Testo di Lorenzo Canova

Javier Rodrìguez Leonardis scrve, Le opere presentate in questa personale sono il risultato di anni di studio sull'anatomia etnica dell'antichità, ove centurioni e legionari della Roma imperiale simulavano la propria superiorità anatomica tramite l'uso di armature che esaltavano i pettorali ed elmi che incrementavano l'altezza. L'artista reinterpreta il concetto dell'apparire strategico dell'antichità e lo trasforma nell'apparire dell'essere, contrapponendosi all'apparire superfluo dei gadget che oggi contorna la nostra esistenza. Figure nude, forti e delicate nel contempo, che interagiscono con un ambiente vuoto senza gadget, senza tecnologia; un ambiente che comunica direttamente coll'essere e da esso viene modellato.

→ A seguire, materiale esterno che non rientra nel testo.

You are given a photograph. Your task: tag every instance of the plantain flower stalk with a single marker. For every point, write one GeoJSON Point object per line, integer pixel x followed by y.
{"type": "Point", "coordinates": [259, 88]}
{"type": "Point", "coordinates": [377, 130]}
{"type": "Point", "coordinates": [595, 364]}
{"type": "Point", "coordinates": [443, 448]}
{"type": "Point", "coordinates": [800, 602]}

Un uomo che lancia una monetina e la fa rimbalzare sulle onde di un oceano che non c'è; un uomo che siede e medita sulla panchina di un parco che non c'è; un uomo che attende appoggiato sul bancone di un bar che non c'è; situazioni infinite della quotidianità dove una solitudine apparente viene colmata coll'essere ed un'ambiente vuoto diviene “ex vuoto”.